TELEKOM MALAYSIA BHD and Celcom (M) Bhd are determined to push through with their inter-related corporate exercise despite market perception that these proposals could be derailed through various delays and objections by interested parties.
According to sources close to the companies, no amount of distraction such as injunctions or even a long-drawn arbitration processes could delay the merger. The merger is on schedule and expected to be completed by mid-year.
The corporate exercise entails Celcom buying up 100% equity in TM Cellular for RM1.68bil and merging it to create a larger cellular outfit.
The deal will trigger a mandatory general offer (GO) for which Telekom will buy the remaining shares it does not own in Celcom for RM2.75 a share. Telekom now has a 31.25% stake in Celcom and is said to be in the process of tying up a bond issue to finance the GO.

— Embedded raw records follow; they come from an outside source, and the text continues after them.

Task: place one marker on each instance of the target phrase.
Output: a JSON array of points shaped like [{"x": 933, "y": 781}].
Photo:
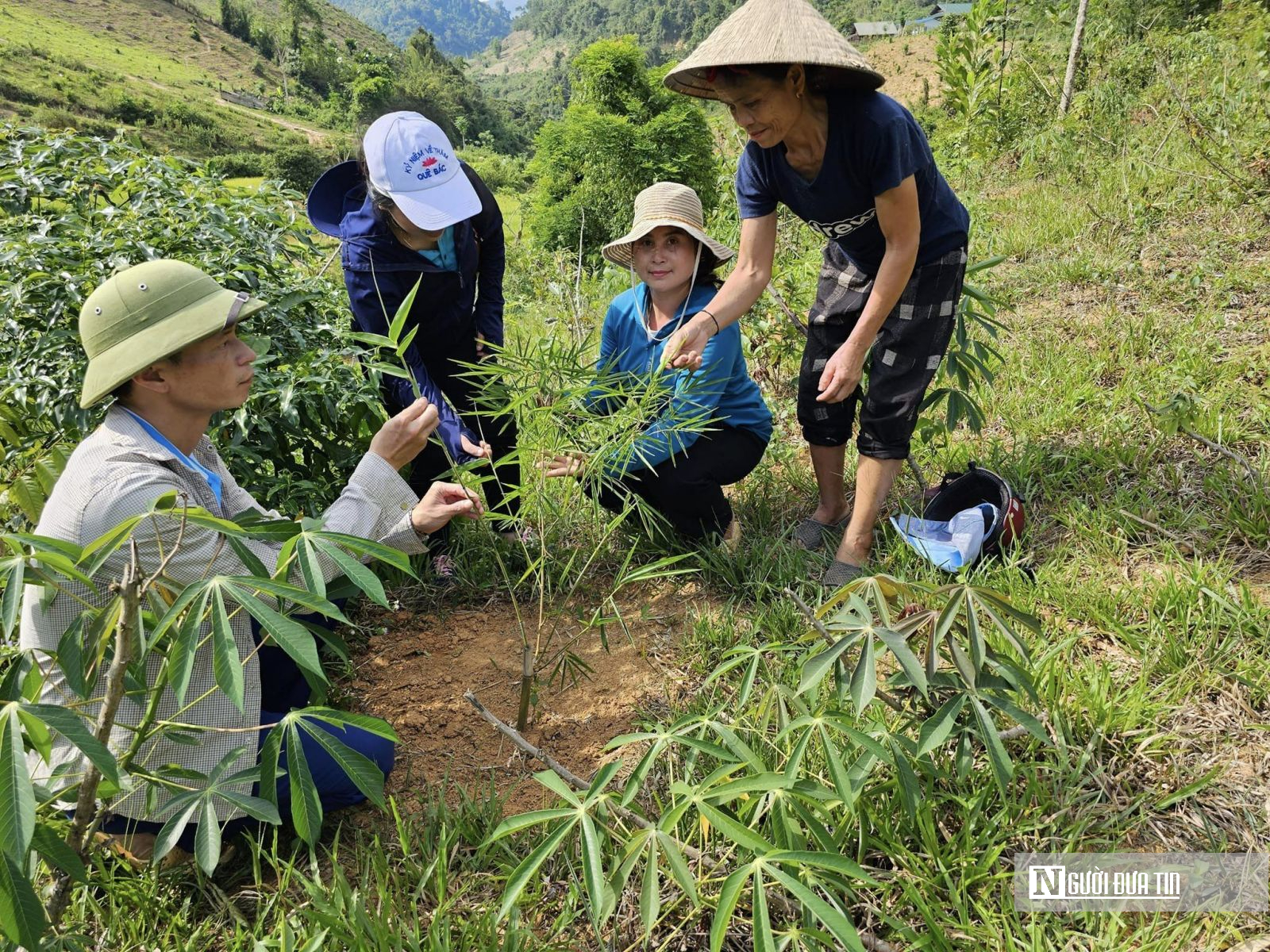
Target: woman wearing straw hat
[
  {"x": 679, "y": 473},
  {"x": 408, "y": 211},
  {"x": 854, "y": 165}
]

The sources also find it inconceivable that Telekom, which has invested huge amounts of money to get a stronghold in the cellular sector, would “walk away” due to distractions from other Celcom shareholders.

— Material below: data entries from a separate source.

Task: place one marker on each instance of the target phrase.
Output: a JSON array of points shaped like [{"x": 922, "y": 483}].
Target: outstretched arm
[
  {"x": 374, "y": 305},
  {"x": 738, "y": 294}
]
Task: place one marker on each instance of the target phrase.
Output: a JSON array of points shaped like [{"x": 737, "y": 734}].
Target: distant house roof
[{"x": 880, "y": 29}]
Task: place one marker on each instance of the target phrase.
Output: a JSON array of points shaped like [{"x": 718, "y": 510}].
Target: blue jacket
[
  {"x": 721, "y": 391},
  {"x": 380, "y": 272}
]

In January, Deutsche Telekom (DT), which has an 8% stake in Celcom, is said to have questioned the valuations of the deal. DT, however, according to the sources, are not opposed to the merger exercise.
To get their views heard over the valuations, DT requested for a meeting with Celcom senior officials. Talks were held in February but there was no conclusion and DT is said to have threatened to take the matter up for arbitration, which will be held overseas. Arbitration is a process that is provided for and not something special in the Celcom/DT debacle.

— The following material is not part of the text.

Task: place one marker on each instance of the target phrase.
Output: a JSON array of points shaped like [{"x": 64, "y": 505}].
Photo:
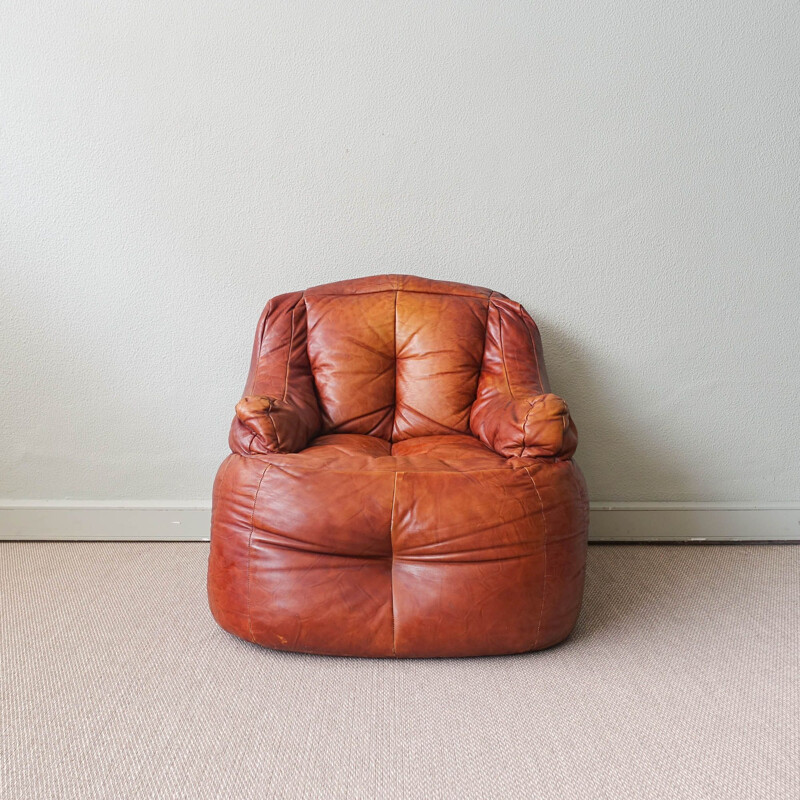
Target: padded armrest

Informally, both parties are said to be still talking but none of them will reveal the details of their discussions.
Due to that, uncertainties have been cast on the fate of the merger exercise. Also an EGM scheduled for March 20 has been called by Celcom to secure shareholders’ approval for the purchase of TM Cellular.
Some sceptics doubt Celcom will get the votes required to force the resolutions at the EGM although analysts are inclined to believe otherwise. An analyst in his report said: “DT’s 8% will not be enough to overturn the proposed resolution as a simple majority. Excluding Telekom, all that is needed is 34.4% to force the resolution through.”
Apart from Telekom, the other shareholders include EPF; Lembaga Tabung Haji; Government of Singapore Investment Corp; Pengurusan Danaharta Nasional Bhd; and Khazanah Nasional Bhd.
“We would expect all other shareholders, foreign or local, to vote in favour of the resolution as it is a commonly acknowledged fact at this stage of the game, that most investors are in it for the GO price of RM2.75.
“Most foreign shareholders are also aware that if shareholders vote against the proposed resolution, Celcom’s share price is likely to hit the RM1.90 levels that were seen last year when there were serious doubts about the merger.
“More importantly, as the government is driving the merger, we think that most of the local institutions holding Celcom shares are inclined to vote in favour of the merger,” he said in his report.
As to the arbitration process, a senior lawyer who is familiar with the DT/Celcom issue said: “The arbitration process does not (necessarily) stop anything ... and the courts (may) not grant an injunction against an AGM or EGM if the damages are monetary.”
He said in this case, the contention was that DT did not go along with the valuations set for the purchase of TM Cellular and Celcom.
“Their (DT) claims, in a worst case scenario, would be in damages. If they seek to resolve it via an arbitration process, Celcom would consider it as not a friendly act,” said another source familiar with the issue.
“If DT is so concerned over valuations, why did they then sell the 158 million shares in Celcom last year at just RM1 a share when the market price was about RM2.45 a share?” he asked.
He also pointed out that Celcom was not opposed to the agreements that were signed between DT and the company but did not recognise the clauses on veto powers and the takeout clause which gave DT the right to exit at RM7 a share.
“No ordinary shares issued by a company can have special rights such as veto powers. Only special shares are allowed to have rights. In this case, the veto powers were given but no approval from the minority shareholders was sought, so the issue of validity arises. We also want to know the basis of pricing the shares at RM7 for the takeout clause,” he asked.
Despite all that, the optimists hope some form of resolution to the DT/Celcom debacle will surface, more so, since German Chancellor Gerhard Schroeder is expected to visit Malaysia in May and may be witnessing the signing of some commercial agreements.
To resolve the issue, one of the sources cited possible scenarios – third party buyout of DT’s stake in Celcom and compensation to be paid in various forms to DT.